Due to the growing demand for clean and renewable hydrogen fuel, there has been a surge of interest in electrocatalytic water-splitting devices driven by renewable energy sources. However, the feasibility of self-driven water splitting is limited by inefficient connections between functional modules, lack of highly active and stable electrocatalysts, and intermittent and unpredictable renewable energy supply. Herein, we construct a dual-modulated three-dimensional (3D) NiCo2O4@NiCo2S4 (denoted as NCONCS) heterostructure deposited on nickel foam as a multifunctional electrode for electrocatalytic water splitting driven by photovoltaic-powered supercapacitors. Due to a stable 3D architecture configuration, abundant active sites, efficient charge transfer, and tuned interface properties, the NCONCS delivers a high specific capacity and rate performance for supercapacitors. A two-electrode electrolyzer assembled with the NCONCS as both the anode and the cathode only requires a low cell voltage of 1.47 V to achieve a current density of 10 mA cm(-2) in alkaline electrolyte, which outperforms the state-of-the-art bifunctional electrocatalysts. Theoretical calculations suggest that the generated heterointerfaces in NCONCS improve the surface binding capability of reaction intermediates while regulating the local electronic structures, which thus accelerates the reaction kinetics of water electrolysis. As a proof of concept, an integrated configuration comprising a two-electrode electrolyzer driven by two series-connected supercapacitors charged by a solar cell delivers a high product yield with superior durability.

Automated summary

This study presents a novel three-dimensional heterostructure electrode for photocatalytic water splitting driven by solar energy.
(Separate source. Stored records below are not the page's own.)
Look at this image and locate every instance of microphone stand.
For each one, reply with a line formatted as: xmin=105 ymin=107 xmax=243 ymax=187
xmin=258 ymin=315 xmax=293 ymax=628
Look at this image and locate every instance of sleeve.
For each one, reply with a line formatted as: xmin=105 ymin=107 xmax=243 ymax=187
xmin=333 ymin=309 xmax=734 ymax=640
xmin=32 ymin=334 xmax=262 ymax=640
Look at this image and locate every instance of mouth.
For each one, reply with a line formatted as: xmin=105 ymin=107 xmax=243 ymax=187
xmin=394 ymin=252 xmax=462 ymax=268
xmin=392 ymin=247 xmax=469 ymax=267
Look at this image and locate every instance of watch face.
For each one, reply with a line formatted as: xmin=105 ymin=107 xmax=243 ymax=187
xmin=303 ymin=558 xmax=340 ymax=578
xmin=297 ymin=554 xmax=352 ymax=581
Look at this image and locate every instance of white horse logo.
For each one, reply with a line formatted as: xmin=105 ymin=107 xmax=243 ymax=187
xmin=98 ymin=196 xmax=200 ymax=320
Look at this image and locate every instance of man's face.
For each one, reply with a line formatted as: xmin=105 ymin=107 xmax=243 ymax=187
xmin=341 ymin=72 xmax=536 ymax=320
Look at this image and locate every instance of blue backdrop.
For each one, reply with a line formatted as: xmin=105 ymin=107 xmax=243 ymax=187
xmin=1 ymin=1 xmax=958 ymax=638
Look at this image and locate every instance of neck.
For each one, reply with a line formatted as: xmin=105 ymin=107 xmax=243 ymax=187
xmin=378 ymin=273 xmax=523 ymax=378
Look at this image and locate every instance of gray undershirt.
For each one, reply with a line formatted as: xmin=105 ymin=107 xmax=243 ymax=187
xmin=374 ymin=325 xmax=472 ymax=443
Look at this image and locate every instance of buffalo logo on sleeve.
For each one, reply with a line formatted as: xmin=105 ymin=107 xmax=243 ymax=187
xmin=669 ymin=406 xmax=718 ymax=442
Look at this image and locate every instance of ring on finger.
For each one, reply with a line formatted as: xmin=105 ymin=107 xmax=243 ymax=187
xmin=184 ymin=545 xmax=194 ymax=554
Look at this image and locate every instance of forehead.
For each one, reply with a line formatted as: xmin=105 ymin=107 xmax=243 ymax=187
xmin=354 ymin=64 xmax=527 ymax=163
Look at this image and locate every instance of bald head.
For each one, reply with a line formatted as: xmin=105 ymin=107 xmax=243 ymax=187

Experimental results show that the electrode achieves low cell voltage and high current density in alkaline electrolyte, outperforming the state-of-the-art electrocatalysts. Theoretical calculations suggest that the heterointerfaces in the electrode improve reaction kinetics and enhance the efficiency of water electrolysis. This research provides significant technological support for the development of clean and renewable energy sources.